E-Cigarette Toxicity?

Gulay Tegin, MD; Hema Madhuri Mekala, MD; Simrat Kaur Sarai, MD; Steven Lippmann, MD


South Med J. 2018;111(1):35-38. 

In This Article

Abstract and Introduction


Tobacco smoking is the most preventable cause of morbidity and mortality. In just a few short years, electronic cigarettes (e-cigarettes) have become increasingly popular, especially for younger individuals. Many people believe that e-cigarettes are safe. The inhaled aerosols of e-cigarettes contain numerous potential toxicities, some of which could be dangerous for health with long-term use. The safety of prolonged aerosol exposure is not known. The use of e-cigarettes as a harm-reduction tool at stopping tobacco smoking is not uniformly successful. E-cigarettes may be safer than tobacco products, but repeated prolonged exposure to their aerosols has its own considerable potential risk. The long-term health consequences of their use remain to be established. Physicians should vigorously discourage the use of e-cigarettes and tobacco products, with special emphasis on abstinence for younger people and during pregnancy or lactation.


Cigarette smoking is the most preventable cause of morbidity and mortality.[1] Substances present in tobacco cigarette smoke such as arsenic, lead, benzene, formaldehyde, carbon monoxide, and polycyclic aromatic hydrocarbons are established as toxic to human health.[2] In the United States, the incidence of electronic cigarette (e-cigarette) consumption has increased dramatically, and health concerns focus especially on young people.[3] Approximately 70% of smokers want to quit using tobacco products; however, only 32% use effective methods.[4] There are a wide variety of ways to quit cigarette smoking; using willpower to stop is one method. There also are nicotine replacement strategies, pharmacotherapies, support systems, and behavioral or psychological interventions.

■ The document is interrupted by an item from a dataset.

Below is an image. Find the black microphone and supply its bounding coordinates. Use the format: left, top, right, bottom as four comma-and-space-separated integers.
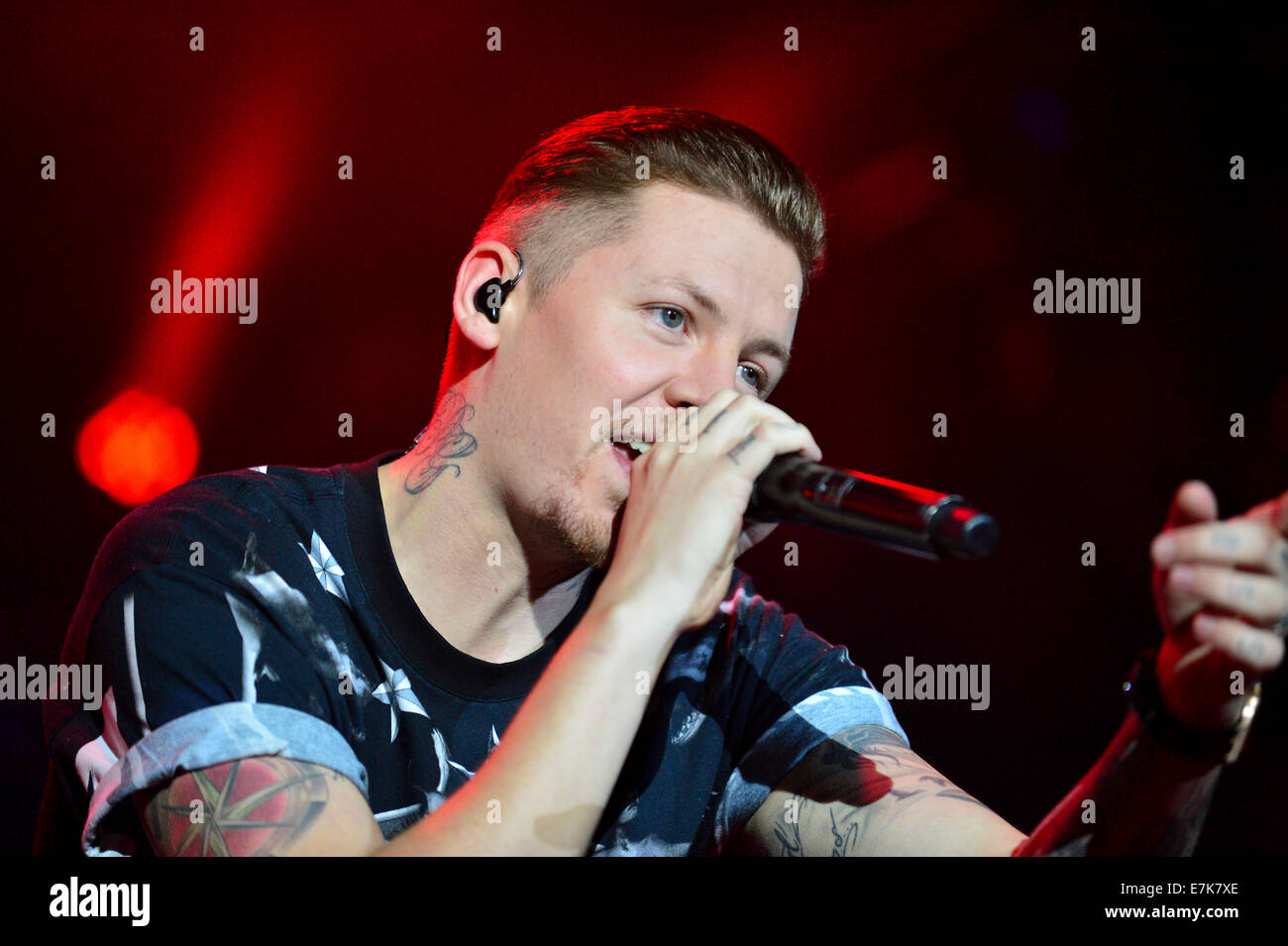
746, 455, 999, 559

E-cigarette use is an increasingly popular approach that numerous people try to stop smoking. Although helpful for many of them, e-cigarettes, as a harm-reduction technique to stop tobacco, are not universally effective; nevertheless, for certain individuals they can be a successful means toward cessation. Unfortunately, some smokers subsequently use both products with the collective risks induced by co-utilization.[5] There is uncertainty about long-term e-cigarette health effects. Only after years of experience and more research will the true health consequences of inhaling e-cigarette aerosols be understood.